L’incapacità linguistica e logica porta con sé la carenza di senso critico e l’incapacità di produrre un pensiero autonomo, senza il quale si è costretti a prendere in prestito il pensiero preparato da qualcun altro. Se prima questo pensiero pronto all’uso era prerogativa dei media mainstream, oggi l’IA generativa sta assumendo il ruolo di principale spacciatore di risposte, opinioni e concetti preconfezionati da somministrare ai tantissimi giovani utenti inconsapevoli. Diventa così sempre più facile manipolare e polarizzare il pensiero di miliardi di utenti in tutto il mondo attraverso una manciata di strumenti.
I rischi per la libera informazione, il pensiero autonomo, le libertà individuali, i diritti fondamentali dell’essere umano e, in ultima istanza, per la democrazia sono enormi. La direzione che stiamo percorrendo ci porta direttamente dalla tragedia silenziosa denunciata dalla Prooday all’idiocrazia digitale, una forma di degenerazione sociale e culturale causata dall’abuso inconsapevole e triviale della tecnologia digitale.
Da dove ripartire?
La prima risposta è la famiglia. Bisogna tornare a fare i genitori, non delegare il ruolo a babysitter digitali o intelligenze artificiali. Significa esserci davvero: osservare, dialogare, condividere. Non fare gli “amici” dei propri figli, ma porre limiti chiari. I ragazzi hanno bisogno di sperimentare la trasgressione per crescere; se tutto è permesso, la trasgressione diventa rischio.
Fondamentale è l’esempio: i bambini imitano i genitori.
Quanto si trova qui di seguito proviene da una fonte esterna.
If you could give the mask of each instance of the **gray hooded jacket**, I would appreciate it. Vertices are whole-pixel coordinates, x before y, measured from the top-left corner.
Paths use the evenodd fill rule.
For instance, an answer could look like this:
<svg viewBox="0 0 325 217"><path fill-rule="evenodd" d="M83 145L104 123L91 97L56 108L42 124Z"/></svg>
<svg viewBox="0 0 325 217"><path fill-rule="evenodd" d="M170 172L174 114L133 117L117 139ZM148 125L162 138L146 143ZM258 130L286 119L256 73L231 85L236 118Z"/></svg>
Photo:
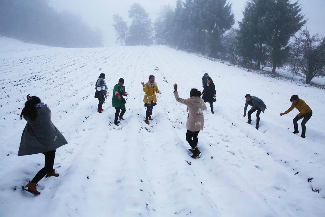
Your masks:
<svg viewBox="0 0 325 217"><path fill-rule="evenodd" d="M264 111L265 111L266 105L264 104L264 102L263 102L263 100L257 98L256 96L252 97L251 100L252 101L252 102L253 103L254 105L252 107L250 111L253 110L255 108L257 107L258 108L262 110L262 111L263 112L263 113L264 113ZM246 114L246 112L247 111L247 107L248 106L248 102L246 100L245 104L245 107L244 108L244 114Z"/></svg>
<svg viewBox="0 0 325 217"><path fill-rule="evenodd" d="M35 120L23 116L27 123L21 135L18 156L44 153L68 143L51 121L51 110L45 105L37 109Z"/></svg>

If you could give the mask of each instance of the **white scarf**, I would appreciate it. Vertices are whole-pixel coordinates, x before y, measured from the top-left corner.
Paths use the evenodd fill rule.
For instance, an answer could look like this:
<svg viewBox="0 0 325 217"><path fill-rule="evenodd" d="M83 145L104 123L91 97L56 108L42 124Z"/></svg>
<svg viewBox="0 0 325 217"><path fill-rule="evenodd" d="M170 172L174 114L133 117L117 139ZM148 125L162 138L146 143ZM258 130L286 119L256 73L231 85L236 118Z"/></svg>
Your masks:
<svg viewBox="0 0 325 217"><path fill-rule="evenodd" d="M148 84L148 85L149 87L157 87L157 83L155 82L151 83L150 81L148 81L148 82L147 82L147 83Z"/></svg>

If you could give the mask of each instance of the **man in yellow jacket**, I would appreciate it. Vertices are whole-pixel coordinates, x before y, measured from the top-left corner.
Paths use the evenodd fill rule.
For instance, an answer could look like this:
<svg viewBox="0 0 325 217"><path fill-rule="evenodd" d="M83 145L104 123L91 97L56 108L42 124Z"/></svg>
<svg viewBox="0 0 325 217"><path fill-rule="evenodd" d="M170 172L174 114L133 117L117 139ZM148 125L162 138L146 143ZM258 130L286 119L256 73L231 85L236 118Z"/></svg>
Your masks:
<svg viewBox="0 0 325 217"><path fill-rule="evenodd" d="M293 126L294 131L293 133L298 133L298 121L304 118L301 122L301 137L305 138L306 137L306 123L309 120L313 115L313 111L308 105L306 104L305 101L301 99L299 99L298 95L293 95L291 96L290 101L292 102L292 104L289 109L284 112L284 113L280 114L280 116L287 114L293 109L295 107L299 111L299 113L297 114L297 116L293 118Z"/></svg>
<svg viewBox="0 0 325 217"><path fill-rule="evenodd" d="M155 82L155 76L151 75L149 77L149 80L145 84L143 82L141 82L143 86L143 92L145 93L143 98L144 106L147 107L146 112L146 120L145 122L149 124L149 120L151 120L151 115L152 114L153 106L157 104L157 97L156 93L161 93L161 91L158 89L157 83Z"/></svg>

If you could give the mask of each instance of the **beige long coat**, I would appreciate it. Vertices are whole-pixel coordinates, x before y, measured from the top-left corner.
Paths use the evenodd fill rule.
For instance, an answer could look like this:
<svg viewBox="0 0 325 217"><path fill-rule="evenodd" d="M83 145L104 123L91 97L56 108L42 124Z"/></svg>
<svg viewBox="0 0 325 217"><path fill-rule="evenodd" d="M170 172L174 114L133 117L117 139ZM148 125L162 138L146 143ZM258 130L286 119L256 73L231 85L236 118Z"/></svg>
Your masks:
<svg viewBox="0 0 325 217"><path fill-rule="evenodd" d="M190 131L195 132L203 130L204 126L203 110L206 109L204 101L198 96L191 97L188 99L182 99L178 96L178 92L174 92L177 102L187 106L188 114L186 121L186 129Z"/></svg>

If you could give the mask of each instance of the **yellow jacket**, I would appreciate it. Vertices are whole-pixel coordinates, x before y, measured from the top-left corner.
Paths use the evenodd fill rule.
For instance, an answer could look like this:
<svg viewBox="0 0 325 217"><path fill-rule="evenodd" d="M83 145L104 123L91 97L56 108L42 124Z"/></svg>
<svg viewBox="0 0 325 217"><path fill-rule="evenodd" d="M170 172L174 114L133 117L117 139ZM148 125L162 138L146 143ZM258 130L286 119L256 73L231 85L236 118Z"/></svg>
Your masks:
<svg viewBox="0 0 325 217"><path fill-rule="evenodd" d="M297 100L297 103L295 104L292 103L289 109L284 112L284 113L287 114L291 112L295 107L300 112L299 114L302 115L308 114L311 112L311 109L308 105L306 104L305 101L301 99L298 99Z"/></svg>
<svg viewBox="0 0 325 217"><path fill-rule="evenodd" d="M150 87L148 83L146 83L146 86L143 88L143 92L146 93L143 98L144 103L150 104L151 101L153 103L156 102L157 97L156 96L156 93L158 93L158 86Z"/></svg>

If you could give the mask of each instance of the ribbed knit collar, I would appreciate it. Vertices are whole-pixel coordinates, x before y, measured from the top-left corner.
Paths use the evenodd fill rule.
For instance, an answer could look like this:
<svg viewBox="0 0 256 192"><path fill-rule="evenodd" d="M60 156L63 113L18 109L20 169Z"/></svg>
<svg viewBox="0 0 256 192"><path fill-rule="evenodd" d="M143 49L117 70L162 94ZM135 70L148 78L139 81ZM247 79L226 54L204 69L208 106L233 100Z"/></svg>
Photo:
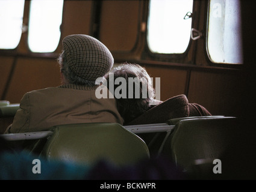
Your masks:
<svg viewBox="0 0 256 192"><path fill-rule="evenodd" d="M78 90L86 90L86 91L91 91L91 90L96 90L97 88L99 85L96 85L93 86L89 86L83 85L76 85L76 84L65 84L63 85L60 85L58 86L60 88L68 88L68 89L74 89Z"/></svg>

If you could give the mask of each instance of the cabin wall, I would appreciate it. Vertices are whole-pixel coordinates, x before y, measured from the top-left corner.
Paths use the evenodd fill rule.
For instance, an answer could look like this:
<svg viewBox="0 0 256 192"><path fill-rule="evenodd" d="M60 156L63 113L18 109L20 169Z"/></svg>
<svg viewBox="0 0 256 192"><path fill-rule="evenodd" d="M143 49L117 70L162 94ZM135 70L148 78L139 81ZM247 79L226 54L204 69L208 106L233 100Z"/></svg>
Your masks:
<svg viewBox="0 0 256 192"><path fill-rule="evenodd" d="M171 62L163 64L157 61L142 59L146 42L145 31L141 25L146 15L145 3L143 1L105 1L98 7L91 1L65 1L61 41L72 34L98 35L113 53L117 64L136 62L144 66L152 77L161 77L161 100L186 94L190 103L204 106L213 115L239 116L237 103L241 99L242 86L239 70L211 66L205 70L201 68L201 65L208 65L205 56L198 59L200 54L205 55L203 52L196 53L198 59L191 66L188 63L177 66ZM26 2L25 8L28 4ZM101 13L98 20L97 11ZM27 20L28 15L24 17ZM61 51L61 41L52 54L34 54L27 47L24 33L15 50L0 50L1 100L19 103L26 92L60 85L57 58ZM203 43L198 41L198 46Z"/></svg>

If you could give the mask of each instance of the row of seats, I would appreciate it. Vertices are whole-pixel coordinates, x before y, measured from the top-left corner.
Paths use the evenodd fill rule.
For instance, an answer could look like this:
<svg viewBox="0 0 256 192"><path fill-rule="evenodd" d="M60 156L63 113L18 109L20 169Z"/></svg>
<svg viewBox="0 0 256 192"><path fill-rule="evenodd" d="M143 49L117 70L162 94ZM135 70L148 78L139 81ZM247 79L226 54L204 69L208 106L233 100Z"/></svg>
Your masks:
<svg viewBox="0 0 256 192"><path fill-rule="evenodd" d="M165 125L148 126L154 127L157 134L157 126L161 130L163 126L169 125L161 140L158 155L168 156L177 166L188 172L195 172L196 168L198 172L198 167L204 166L199 174L205 174L212 172L213 160L221 159L234 142L237 120L226 116L190 117L170 119ZM146 125L137 125L136 130L140 127L145 129ZM133 130L134 127L136 125ZM29 136L42 133L2 136L11 140L19 134L25 134L27 137L19 135L19 139L14 140L31 139L32 144L29 142L30 147L26 146L26 149L30 148L31 153L49 161L59 160L92 164L102 159L123 166L136 163L151 156L148 145L129 128L114 123L78 124L55 126L46 131L47 134L42 134L41 139L29 138ZM144 133L146 134L147 131Z"/></svg>

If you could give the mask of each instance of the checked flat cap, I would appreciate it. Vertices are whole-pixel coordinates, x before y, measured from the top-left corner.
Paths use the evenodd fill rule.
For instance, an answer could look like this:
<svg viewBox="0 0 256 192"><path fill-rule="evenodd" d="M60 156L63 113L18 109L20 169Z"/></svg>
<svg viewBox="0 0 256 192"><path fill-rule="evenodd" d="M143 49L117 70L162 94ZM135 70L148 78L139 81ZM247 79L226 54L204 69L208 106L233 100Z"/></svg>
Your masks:
<svg viewBox="0 0 256 192"><path fill-rule="evenodd" d="M113 67L114 59L108 49L91 36L68 35L62 44L67 64L84 79L94 81L103 77Z"/></svg>

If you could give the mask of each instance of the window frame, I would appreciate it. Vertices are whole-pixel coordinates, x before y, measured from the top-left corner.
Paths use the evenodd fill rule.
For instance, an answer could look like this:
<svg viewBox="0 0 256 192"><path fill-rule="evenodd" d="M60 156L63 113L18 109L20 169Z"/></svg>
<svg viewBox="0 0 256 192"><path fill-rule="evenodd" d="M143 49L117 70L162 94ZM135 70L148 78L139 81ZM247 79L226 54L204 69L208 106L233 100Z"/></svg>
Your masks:
<svg viewBox="0 0 256 192"><path fill-rule="evenodd" d="M209 15L210 15L210 0L207 1L207 3L206 4L206 8L205 10L207 10L207 14L205 14L205 23L206 25L206 27L204 28L204 34L205 34L205 37L204 38L204 46L205 48L204 49L205 50L205 55L206 59L207 60L207 62L208 65L211 67L223 67L223 68L237 68L237 69L240 69L243 66L243 63L242 64L230 64L230 63L220 63L220 62L214 62L211 61L210 59L210 56L209 53L209 51L208 49L208 26L209 26ZM243 36L242 37L242 41L243 41ZM243 43L242 43L243 44Z"/></svg>
<svg viewBox="0 0 256 192"><path fill-rule="evenodd" d="M191 49L193 49L193 47L194 46L193 45L193 40L191 38L191 29L190 29L190 38L189 40L189 42L187 46L187 47L186 50L186 51L184 53L154 53L152 52L149 49L148 43L148 17L149 16L149 1L148 4L148 11L146 14L146 29L145 31L145 50L143 53L143 55L147 55L147 56L149 58L149 59L152 60L157 60L160 61L170 61L170 62L179 62L179 61L181 61L181 60L183 61L184 58L187 58L188 55L191 50ZM192 23L191 23L191 29L193 28L193 26L195 25L195 19L196 19L195 14L195 0L193 1L193 11L192 14L194 16L192 16L192 17L190 17L189 19L192 19ZM192 61L189 61L189 62L191 62Z"/></svg>

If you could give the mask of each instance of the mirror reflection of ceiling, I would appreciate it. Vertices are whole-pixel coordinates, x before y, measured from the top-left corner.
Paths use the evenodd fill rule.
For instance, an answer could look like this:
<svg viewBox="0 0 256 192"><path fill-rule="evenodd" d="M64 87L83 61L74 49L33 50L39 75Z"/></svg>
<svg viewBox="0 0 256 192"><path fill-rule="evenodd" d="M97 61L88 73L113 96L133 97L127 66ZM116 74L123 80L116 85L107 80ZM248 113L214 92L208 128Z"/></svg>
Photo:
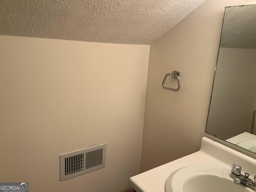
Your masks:
<svg viewBox="0 0 256 192"><path fill-rule="evenodd" d="M256 5L226 9L220 46L256 49Z"/></svg>
<svg viewBox="0 0 256 192"><path fill-rule="evenodd" d="M148 44L206 0L1 0L0 35Z"/></svg>

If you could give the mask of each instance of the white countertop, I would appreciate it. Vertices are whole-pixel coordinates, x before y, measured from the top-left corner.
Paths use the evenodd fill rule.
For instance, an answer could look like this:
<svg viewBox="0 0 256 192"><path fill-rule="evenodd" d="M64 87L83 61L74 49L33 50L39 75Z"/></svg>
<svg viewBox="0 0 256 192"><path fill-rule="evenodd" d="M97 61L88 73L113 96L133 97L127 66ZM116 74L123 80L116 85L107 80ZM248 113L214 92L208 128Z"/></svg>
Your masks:
<svg viewBox="0 0 256 192"><path fill-rule="evenodd" d="M234 144L238 144L240 142L248 140L256 140L256 135L247 132L244 132L241 134L227 139L226 141Z"/></svg>
<svg viewBox="0 0 256 192"><path fill-rule="evenodd" d="M166 179L180 168L201 164L230 168L231 170L233 163L240 164L242 172L253 171L251 175L256 174L256 160L204 137L199 151L132 177L129 183L137 192L164 192Z"/></svg>

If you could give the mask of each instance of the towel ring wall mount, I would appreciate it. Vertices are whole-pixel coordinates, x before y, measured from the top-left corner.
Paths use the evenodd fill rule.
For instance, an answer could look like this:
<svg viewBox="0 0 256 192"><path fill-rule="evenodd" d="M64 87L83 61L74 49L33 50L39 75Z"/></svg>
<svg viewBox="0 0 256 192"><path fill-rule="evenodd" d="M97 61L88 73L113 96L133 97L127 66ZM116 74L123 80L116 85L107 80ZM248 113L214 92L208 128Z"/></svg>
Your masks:
<svg viewBox="0 0 256 192"><path fill-rule="evenodd" d="M178 91L180 89L180 72L179 71L173 71L172 72L172 73L168 73L165 75L164 78L164 80L163 81L163 83L162 83L162 85L163 86L163 88L164 89L166 89L167 90L169 90L170 91ZM168 77L168 76L170 76L170 77L173 77L174 78L177 79L177 82L178 83L178 88L176 89L174 89L172 88L170 88L169 87L167 87L165 86L164 85L164 84L165 83L165 81L166 80L166 78Z"/></svg>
Se mamma e papà sono costantemente distratti dal telefono, i figli faranno lo stesso. Altrettanto importante è lasciare spazi di noia, momenti privi di stimoli in cui il pensiero può svilupparsi, emergono introspezione, creatività, sogni e motivazioni. Inoltre, sarà determinante allenare in loro il senso critico e la capacità di mettere in dubbio e verificare sempre ciò che viene loro raccontato.
Poi servono le istituzioni: governi, ministeri, scuole. La digitalizzazione spinta, trainata dalle multinazionali e accolta con entusiasmo dalla politica, deve essere accompagnata – anzi, preceduta – da programmi di educazione digitale. Occorre insegnare a usare dispositivi, social e IA in modo equilibrato, consapevole e responsabile. È altrettanto urgente formare i docenti, perché diventino promotori di una cultura digitale sana, basata sulla conoscenza dei meccanismi tecnologici e dei loro effetti sulla mente e sulla società.
“Dobbiamo cambiare la vita dei nostri figli prima che un’intera generazione finisca sotto farmaci! Non è ancora troppo tardi, ma presto lo sarà…”
Con queste parole chiudeva il suo articolo Victoria Prooday. Era il 2017. Oggi, otto anni dopo, la situazione non solo non è migliorata, ma peggiora di giorno in giorno. Ogni nuova tecnologia digitale viene lanciata al pubblico senza alcuna preparazione, e i rischi aumentano.
La domanda è inevitabile: siamo ancora in tempo?